Толстяк тяжело вздохнул, выпрямился и устало проговорил:
– Вот так всегда! Ну почему они никогда не хотят говорить по-хорошему? Ведь потом все равно колются, все выкладывают – но ведь уже поздно, никакой врач уже не поможет… ладно, Коля, готовь аппаратуру!
Худенький человечек усмехнулся, торопливо запихнул все мои мелочи в сумку и ушел в невидимую мне часть комнаты. Оттуда донесся металлический лязг, скрип и скрежет, и через минуту Коля выкатил из-за моей спины громоздкую металлическую конструкцию из каких-то длинных стержней и перекладин, отдаленно напоминающую детский гимнастический комплекс.
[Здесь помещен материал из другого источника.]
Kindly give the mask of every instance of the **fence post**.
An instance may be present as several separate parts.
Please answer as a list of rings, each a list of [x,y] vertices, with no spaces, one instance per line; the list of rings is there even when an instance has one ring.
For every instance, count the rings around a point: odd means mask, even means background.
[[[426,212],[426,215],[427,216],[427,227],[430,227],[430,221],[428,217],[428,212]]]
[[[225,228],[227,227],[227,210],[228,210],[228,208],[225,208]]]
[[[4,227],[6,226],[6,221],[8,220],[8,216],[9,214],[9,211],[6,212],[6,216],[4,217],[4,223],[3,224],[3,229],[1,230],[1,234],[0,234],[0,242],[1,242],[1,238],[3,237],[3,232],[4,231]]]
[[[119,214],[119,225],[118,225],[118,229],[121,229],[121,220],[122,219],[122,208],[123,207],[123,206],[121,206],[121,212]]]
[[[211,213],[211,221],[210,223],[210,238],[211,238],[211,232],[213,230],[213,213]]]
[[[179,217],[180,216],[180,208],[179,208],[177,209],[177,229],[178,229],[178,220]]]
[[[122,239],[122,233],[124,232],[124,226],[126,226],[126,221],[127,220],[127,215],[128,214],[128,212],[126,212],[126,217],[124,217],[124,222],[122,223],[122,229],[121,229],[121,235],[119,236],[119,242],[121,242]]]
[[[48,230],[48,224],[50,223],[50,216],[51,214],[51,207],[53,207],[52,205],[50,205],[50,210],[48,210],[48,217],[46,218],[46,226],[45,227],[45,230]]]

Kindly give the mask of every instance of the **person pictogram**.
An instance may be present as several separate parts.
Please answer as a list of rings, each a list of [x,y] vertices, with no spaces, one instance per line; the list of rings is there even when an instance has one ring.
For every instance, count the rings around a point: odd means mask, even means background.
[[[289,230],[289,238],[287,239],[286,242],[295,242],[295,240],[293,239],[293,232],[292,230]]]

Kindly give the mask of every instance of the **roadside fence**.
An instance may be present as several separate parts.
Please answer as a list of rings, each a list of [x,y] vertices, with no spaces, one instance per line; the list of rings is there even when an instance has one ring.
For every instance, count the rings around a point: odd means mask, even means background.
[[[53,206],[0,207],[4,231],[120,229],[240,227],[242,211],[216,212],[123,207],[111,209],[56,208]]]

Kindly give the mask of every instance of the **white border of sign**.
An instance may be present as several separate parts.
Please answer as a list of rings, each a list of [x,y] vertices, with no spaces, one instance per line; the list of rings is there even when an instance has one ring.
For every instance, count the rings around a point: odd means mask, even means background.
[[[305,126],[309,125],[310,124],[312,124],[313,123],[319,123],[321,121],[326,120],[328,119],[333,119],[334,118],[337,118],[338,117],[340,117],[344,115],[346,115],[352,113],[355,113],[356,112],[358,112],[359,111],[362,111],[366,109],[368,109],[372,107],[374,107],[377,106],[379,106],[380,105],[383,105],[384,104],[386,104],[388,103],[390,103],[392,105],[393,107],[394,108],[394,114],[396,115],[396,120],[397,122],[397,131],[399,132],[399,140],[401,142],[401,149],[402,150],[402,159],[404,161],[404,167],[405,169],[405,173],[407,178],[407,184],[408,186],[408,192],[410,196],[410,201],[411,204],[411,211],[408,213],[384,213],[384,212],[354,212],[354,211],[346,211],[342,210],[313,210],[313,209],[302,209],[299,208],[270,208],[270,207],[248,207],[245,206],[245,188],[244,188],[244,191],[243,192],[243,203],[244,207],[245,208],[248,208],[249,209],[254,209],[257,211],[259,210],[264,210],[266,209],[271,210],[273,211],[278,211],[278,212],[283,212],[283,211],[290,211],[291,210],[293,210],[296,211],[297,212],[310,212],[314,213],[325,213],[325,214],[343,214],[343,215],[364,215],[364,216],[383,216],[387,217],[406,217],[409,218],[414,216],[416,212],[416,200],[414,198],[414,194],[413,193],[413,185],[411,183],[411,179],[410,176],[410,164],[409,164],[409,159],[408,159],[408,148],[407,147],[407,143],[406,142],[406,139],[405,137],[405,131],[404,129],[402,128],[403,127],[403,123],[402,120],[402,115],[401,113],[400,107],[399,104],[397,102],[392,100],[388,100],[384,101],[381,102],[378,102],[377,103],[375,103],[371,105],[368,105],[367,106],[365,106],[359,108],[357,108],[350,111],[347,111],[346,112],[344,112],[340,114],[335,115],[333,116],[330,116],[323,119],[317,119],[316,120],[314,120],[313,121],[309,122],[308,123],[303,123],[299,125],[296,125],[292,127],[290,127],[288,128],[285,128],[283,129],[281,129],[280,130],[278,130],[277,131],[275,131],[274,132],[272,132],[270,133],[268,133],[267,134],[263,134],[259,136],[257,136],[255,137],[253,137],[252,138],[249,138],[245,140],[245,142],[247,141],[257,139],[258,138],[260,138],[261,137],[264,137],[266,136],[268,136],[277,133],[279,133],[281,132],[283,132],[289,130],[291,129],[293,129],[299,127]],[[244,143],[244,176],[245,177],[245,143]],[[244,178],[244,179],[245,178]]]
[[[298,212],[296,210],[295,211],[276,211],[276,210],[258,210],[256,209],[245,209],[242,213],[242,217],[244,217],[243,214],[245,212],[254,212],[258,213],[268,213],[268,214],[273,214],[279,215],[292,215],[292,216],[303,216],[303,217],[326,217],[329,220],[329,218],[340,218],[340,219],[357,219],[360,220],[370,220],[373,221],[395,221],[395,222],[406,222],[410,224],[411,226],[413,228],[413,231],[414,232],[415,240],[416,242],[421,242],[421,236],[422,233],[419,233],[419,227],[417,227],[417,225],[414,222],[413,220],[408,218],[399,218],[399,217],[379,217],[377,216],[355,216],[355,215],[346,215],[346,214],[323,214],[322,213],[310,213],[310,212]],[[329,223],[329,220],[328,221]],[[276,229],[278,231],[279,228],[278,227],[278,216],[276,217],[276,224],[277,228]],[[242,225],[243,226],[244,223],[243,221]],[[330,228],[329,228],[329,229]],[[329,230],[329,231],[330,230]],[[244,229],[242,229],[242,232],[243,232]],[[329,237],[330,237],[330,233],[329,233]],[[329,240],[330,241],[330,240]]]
– Вы что тут – между делом фитнесом занимаетесь? – поинтересовалась я. – Программы для желающих похудеть?
– Шутишь, да? – процедил толстяк. – Ну, шути, шути, скоро у тебя пройдет эта охота. Этот аппарат, точнее, станок, – отличное устройство для развязывания языков… ну, последний раз спрашиваю: что ты нашла в ячейке?
– Вы же видели мою сумку, – проговорила я. – Там ничего нет! Ячейка была пуста…
– Ну, все, мне надоело! – Толстяк достал из кармана своего халата складной нож, раскрыл его, поднес лезвие к моей руке.
Я сжалась, ожидая боли, но он всего лишь перерезал веревки сначала на одной руке, потом на другой. Затем он наклонился и таким же манером освободил мои ноги. Я пошевелила пальцами, чтобы восстановить кровообращение, и попыталась угадать, за что мне такая поблажка и что будет дальше.